Yes, although the pandemic broke out four years ago, this expert explains that the economy is still under the consequences of the so-called “bullwhip effect”, that is, the shocks of the collapse in demand in 2020.
Indeed, for a long period, faced with the drop in consumption and confinements, companies were forced to accumulate inventories. The breakdown of supply chains caused inflation. Over time, as the economy got back on track, companies were able to get rid of inventory.
And it is now, explains Xavier Brun, years later, when firms begin to sell new products, swelling their balance sheets and offering good results. The companies of the S
Likewise, the labor market is robust (and even lacking labor in certain sectors). Both the United States and the eurozone have an unemployment rate close to historical lows (less than 4% and just over 6%, respectively), a sign that consumption still has a way to go beyond the post-covid rebound.
Then we must discount the appearance of artificial intelligence, which has attracted capital to technological stocks in a way that has not been seen since the beginning of this century (in one year, Nvidia’s value has risen 100%).

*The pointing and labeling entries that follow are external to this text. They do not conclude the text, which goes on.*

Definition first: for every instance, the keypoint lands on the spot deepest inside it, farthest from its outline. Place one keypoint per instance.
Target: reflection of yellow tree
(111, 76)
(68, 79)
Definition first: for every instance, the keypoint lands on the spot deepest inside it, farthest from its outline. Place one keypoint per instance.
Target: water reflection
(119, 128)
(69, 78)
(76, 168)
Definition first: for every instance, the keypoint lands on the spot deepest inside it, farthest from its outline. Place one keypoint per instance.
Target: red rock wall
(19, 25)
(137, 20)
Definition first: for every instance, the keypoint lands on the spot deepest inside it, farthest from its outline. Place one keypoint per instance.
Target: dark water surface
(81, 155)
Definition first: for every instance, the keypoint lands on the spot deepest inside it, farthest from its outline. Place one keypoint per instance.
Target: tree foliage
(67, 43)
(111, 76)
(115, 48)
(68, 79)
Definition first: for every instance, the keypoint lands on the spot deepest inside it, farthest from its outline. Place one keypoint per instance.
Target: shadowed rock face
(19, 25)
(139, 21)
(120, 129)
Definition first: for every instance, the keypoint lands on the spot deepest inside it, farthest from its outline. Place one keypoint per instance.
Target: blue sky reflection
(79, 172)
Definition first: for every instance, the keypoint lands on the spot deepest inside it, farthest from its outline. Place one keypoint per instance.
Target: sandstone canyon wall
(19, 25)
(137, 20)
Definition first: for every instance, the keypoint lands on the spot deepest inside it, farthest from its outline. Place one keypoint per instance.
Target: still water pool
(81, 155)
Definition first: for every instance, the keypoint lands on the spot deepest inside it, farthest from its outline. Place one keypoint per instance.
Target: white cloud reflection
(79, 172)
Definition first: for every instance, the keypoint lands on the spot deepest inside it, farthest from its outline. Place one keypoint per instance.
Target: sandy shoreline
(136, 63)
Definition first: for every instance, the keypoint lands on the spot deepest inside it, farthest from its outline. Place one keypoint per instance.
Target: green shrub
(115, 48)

And, ultimately, the forecasts of a drop in interest rates, which the markets are already discounting. Although they are lower than initially thought, the slight reduction in inflation in April in the US (to 3.4%) means that this moment is increasingly closer (seven out of ten analysts say so). expected in September). In turn, on June 6 the European Central Bank should opt for its first reduction.
And geopolitics? Does not count? “The data says that it has less and less effect on the markets. Since the attacks on the Twin Towers in 2001, its impacts have become less and less,” concludes Brun. As Bob Moritz, CEO of PWC, said, “politics matters relatively to me. I’m only interested in what the Federal Reserve does.”